Che la situazione sia assai critica se n’è accorta pure l’Europa, che già l’anno scorso mise in guardia – senza poi fare nulla – sull’aumento di prezzi dei materiali edili. A ciò si somma la mancanza di manodopera. L’Ance stima servano almeno 200 mila addetti nei cantieri, sempre che i lavori non chiudano. Uno spaccato di questa realtà è la ricostruzione nelle zone terremotate del 2016 in Centro Italia. Vi è stata un’ordinanza che adegua del 6 e dell’11 per cento i contributi per la ricostruzione, ma i preziari regionali troppo bassi dissuadeno le imprese. Un esempio su tutti: una piccola azienda come quella di Roldano Tatarelli, che da anni lavora nel cosiddetto «cratere». Lamenta il titolare: «Paghiamo i materiali più di ciò che ci viene accreditato, manca la manodopera e c’è un ingolfamento insostenibile con il superbonus».
La Confartigianato nazionale in un suo studio ha magnificato l’effetto di trascinamento dell’edilizia: in 8 mesi quest’anno l’Italia è prima in Europa per dinamica d’investimenti con un più 24,1 per cento. Fino a novembre gli investimenti generati dal superbonus sono stati pari a 11,9 miliardi (un costo enorme per lo Stato) con una forte incidenza nell’economia del Mezzogiorno; l’efficientamento energetico degli edifici con 13,8 miliardi è il terzo ambito d’intervento del Pnrr. La tanto decantata ripresa italiana poggia tutta sul mattone che con un +10,7 per cento del valore aggiunto è la sola voce in vera crescita. Ma questo treno rischia di bloccarsi.

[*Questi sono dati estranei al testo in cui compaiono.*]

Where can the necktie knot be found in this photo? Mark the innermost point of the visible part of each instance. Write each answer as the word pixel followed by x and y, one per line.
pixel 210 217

A Mario Draghi peraltro, come accennato il superbonus non sta troppo simpatico. Il presidente del Consiglio ha commentato: «C’erano buoni motivi, a parte l’aspetto di finanza pubblica, per la riluttanza del governo ad estendere ulteriormente il superbonus. Indubbiamente ha dato molto beneficio, ma ha anche creato distorsioni, come un aumento straordinario dei prezzi dei componenti necessari alle ristrutturazioni e all’efficientamento energetico. Oggi un’unità di efficientamento costa molto più di prima, le emissioni vanno giù ma non così tanto per assorbire aumento di prezzo. È la logica del 110 per cento che non rende più rilevante la contrattazione di un prezzo importante». Secondo il premier il superbonus «ha incentivato moltissime frodi, l’Agenzia delle entrate ha bloccato 4 miliardi di crediti che erano stati dati come cedibili».
Il governo ha deciso di estendere il superbonus per le unità unifamiliari solo a chi ha completato almeno il 30 per cento dei lavori entro il 30 giugno. È difficilissimo che le imprese accettino di aprire i cantieri con simili costi. Un tema che l’Ance ha affrontato trasversalmente commentando le direttive europee sugli edifici a emissioni zero. Avvertono i costruttori: «Resta da valutare la fattibilità di un numero molto elevato di interventi da realizzare in un periodo limitato di tempo, il 2030. Su 12,2 milioni di edifici, oltre 9 milioni non garantiscono i limiti energetici». C’è un mercato potenzialmente immenso, Pnrr, superbonus, ricostruzione, ma è ingolfato dai prezzi fuori controllo. Così più che una ripresa è un caos.